SJP UChicago Calls for Boycott of Zionist Classes Offered at the University in Winter 2022

Introduction:

On January 26, 2022, we at SJP UChicago posted in-line critiques for the course descriptions of three Zionist classes being offered at the University on our Instagram, @sjpuchicago. Within a few days, the post received hundreds of comments and interactions, both supportive and critical. Our inbox flooded with requests to comment from journalists, many of whom condemned our post. Instead of responding to criticism and requests for comment from Zionist organizations, many of which have the express goal of smearing and silencing pro-Palestinian activists across the U.S., we decided to document the events and our intentions ourselves.

In December, we noticed the classes “Multiculturalism in Israel”, “Narrating Israel and Palestine through Literature and Film”, and “Gender Relations in Israel” were being offered in Winter Quarter at UChicago. Their problematic nature was immediately evident in the course descriptions; they were filled with Zionist rhetoric, the overt dismissal of Palestinian identity, and the legitimization of the settler-colonial state of Israel. 

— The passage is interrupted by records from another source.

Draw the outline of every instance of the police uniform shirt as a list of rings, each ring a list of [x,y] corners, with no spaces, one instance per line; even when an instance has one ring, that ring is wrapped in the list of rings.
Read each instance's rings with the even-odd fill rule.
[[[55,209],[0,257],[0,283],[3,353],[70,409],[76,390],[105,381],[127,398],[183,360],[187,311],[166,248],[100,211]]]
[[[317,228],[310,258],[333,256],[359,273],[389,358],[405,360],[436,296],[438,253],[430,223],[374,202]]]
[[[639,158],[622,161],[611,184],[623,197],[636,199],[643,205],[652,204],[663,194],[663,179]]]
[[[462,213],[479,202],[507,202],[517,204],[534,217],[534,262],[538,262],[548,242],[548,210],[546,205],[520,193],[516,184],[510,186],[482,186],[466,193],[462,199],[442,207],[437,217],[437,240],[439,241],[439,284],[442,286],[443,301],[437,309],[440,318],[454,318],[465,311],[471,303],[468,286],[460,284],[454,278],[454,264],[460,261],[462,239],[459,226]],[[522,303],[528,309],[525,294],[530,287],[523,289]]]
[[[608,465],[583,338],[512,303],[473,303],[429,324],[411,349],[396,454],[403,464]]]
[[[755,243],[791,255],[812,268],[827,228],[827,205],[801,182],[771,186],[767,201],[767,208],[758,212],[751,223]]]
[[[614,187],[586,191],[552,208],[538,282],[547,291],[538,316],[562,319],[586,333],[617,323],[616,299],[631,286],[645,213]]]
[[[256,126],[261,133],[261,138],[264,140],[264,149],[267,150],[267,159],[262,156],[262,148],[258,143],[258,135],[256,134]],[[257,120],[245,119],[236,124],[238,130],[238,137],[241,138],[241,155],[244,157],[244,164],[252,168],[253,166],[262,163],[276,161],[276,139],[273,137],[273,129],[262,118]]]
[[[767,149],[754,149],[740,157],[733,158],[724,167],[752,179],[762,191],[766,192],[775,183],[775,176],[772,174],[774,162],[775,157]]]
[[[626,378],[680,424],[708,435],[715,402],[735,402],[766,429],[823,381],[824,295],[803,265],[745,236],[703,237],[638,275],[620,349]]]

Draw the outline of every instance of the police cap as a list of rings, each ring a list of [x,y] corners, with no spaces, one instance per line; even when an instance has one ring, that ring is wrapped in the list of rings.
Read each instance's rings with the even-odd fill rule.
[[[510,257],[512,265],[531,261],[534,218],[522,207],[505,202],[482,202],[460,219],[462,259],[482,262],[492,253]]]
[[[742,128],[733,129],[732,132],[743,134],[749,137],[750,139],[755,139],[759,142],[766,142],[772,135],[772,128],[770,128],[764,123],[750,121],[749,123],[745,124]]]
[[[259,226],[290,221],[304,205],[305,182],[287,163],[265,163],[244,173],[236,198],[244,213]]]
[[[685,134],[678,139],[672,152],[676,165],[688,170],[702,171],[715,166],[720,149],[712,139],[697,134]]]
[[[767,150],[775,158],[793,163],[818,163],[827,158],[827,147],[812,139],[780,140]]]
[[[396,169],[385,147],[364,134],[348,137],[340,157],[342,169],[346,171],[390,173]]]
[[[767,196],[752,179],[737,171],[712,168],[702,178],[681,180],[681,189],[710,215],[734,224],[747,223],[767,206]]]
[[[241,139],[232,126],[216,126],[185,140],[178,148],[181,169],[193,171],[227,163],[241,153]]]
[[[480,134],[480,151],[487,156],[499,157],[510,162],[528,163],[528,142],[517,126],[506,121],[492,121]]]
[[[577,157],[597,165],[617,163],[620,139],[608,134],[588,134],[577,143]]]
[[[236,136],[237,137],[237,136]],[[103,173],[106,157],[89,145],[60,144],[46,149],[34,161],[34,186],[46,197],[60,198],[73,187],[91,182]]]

In order to highlight these courses’ deceitful and propagandistic Zionist framing, we chose to make direct edits and critiques to their descriptions. We also wrote a short paragraph explaining why it is necessary for students to boycott these classes: they contribute to Zionist efforts to control the narrative about Palestinian political history, and thereby allow Israel to murder, incarcerate, and disposess Palestinians free of criticism or reprecussions. We posted our introductory remarks and critiques of the courses to Instagram on January 26th, and distributed printed copies in the classrooms where the courses were offered.

The purpose of these critiques was to clearly and succinctly demonstrate to students how these classes inaccurately portray the reality in Palestine and further obscure Israel’s systematic oppression of Palestinians as a racist settler-colonial state. We hoped to encourage students enrolled in the courses to drop them before the add/drop deadline. 

Why Boycott?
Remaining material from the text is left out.